What did these investigations find?

It emerged that Pimco had agreed to pay a £15 million sterling (about €17 million at the time) "success fee" to Tughans, US law firm Brown Rudnick and Cushnahan if its bid succeeded.

However, Pimco dropped out of the auction in March 2014 after Nama discovered that Cushnahan had been advising the US firm. Cushnahan had resigned as a member of the agency’s Northern Ireland Advisory Committee the previous October, after he knew that Nama intended selling the loans.

Cerberus, which emerged as the winning bidder after Pimco’s exit, hired Tughans and Brown Rudnick in the closing stages of the auction.

So the former Nama adviser was involved in the deal?

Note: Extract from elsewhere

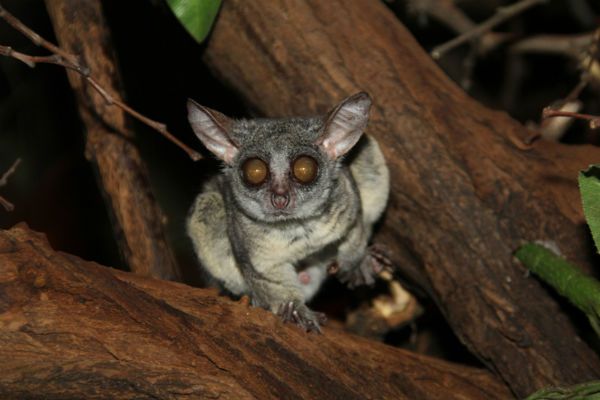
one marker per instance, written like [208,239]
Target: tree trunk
[74,329]
[466,188]
[138,222]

Nama and Cerberus denied that Cushnahan was involved in the winning bid, even though the US firm hired the same lawyers with which he was to share the success fee. Cerberus formally assured Nama that no one currently or previously connected with the agency was involved in its bid. However, BBC Northern Ireland’s Spotlight programme recorded Cushnahan claiming that the money transferred to the Isle of Man was intended for him.

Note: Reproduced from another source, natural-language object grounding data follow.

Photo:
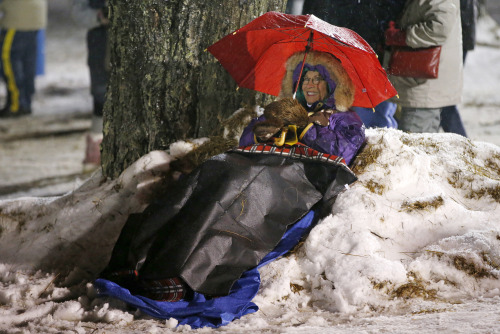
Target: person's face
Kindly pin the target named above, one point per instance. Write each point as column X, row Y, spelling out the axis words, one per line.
column 314, row 92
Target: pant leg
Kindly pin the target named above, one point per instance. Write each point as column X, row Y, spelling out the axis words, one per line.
column 451, row 121
column 19, row 66
column 97, row 44
column 29, row 64
column 420, row 120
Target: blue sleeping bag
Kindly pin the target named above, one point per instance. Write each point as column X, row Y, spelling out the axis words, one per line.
column 213, row 312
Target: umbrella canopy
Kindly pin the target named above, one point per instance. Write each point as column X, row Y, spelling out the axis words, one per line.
column 255, row 55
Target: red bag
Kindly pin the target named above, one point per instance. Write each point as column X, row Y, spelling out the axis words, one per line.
column 416, row 63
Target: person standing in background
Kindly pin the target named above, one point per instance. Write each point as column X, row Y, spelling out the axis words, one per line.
column 368, row 18
column 20, row 22
column 428, row 23
column 98, row 62
column 450, row 116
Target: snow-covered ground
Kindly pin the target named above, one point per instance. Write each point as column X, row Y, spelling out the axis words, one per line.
column 412, row 247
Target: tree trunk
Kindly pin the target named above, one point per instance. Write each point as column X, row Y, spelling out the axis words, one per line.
column 164, row 86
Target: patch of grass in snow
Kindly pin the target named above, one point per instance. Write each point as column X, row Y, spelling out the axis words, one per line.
column 367, row 155
column 375, row 187
column 428, row 145
column 418, row 205
column 468, row 266
column 296, row 288
column 415, row 288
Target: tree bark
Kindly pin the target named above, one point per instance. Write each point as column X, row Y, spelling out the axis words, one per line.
column 164, row 86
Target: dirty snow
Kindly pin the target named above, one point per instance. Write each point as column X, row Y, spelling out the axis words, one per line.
column 413, row 246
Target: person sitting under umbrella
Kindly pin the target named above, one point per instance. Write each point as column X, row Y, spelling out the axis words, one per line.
column 231, row 211
column 326, row 92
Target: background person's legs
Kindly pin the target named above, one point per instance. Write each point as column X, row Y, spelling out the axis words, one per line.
column 451, row 121
column 420, row 120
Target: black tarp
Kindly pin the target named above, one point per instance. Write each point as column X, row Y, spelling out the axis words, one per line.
column 224, row 217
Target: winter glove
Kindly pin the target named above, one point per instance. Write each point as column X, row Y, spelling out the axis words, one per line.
column 288, row 111
column 395, row 36
column 266, row 129
column 321, row 117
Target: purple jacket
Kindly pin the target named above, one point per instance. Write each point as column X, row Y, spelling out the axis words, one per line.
column 343, row 136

Nama always said that the advisory committee of which Cushnahan was a member had no decision-making powers and was there simply to advise.

What else emerged from the investigations?

That Cushnahan and Coulter had approached Brown Rudnick partner Tuvi Keinan in 2012 with a proposal to sell all Nama’s Northern Ireland-linked loans to a single buyer. Keinan approached Pimco, which then contacted Nama in 2013, shortly before Cushnahan resigned from the advisory committee. Nama offered the loans for sale in January 2014. However it invited bids from interested parties rather than simply approaching one potential buyer.

Did the State get a good deal from the sale?

The C&AG report estimated that Nama could have sold the loans for €220 million more and criticised its handling of the revelation that Cushnahan was advising Pimco. However, the agency argued that the comptroller got its calculations wrong.

What is Nama saying?

Nama did not comment on news that the two men were to face charges. However, throughout the investigations, the agency, its chairman Frank Daly and chief executive Brendan McDonagh always argued that the sale had been conducted properly, that it reacted appropriately when Cushnahan's link to Pimco emerged and that it got the best price possible at the time.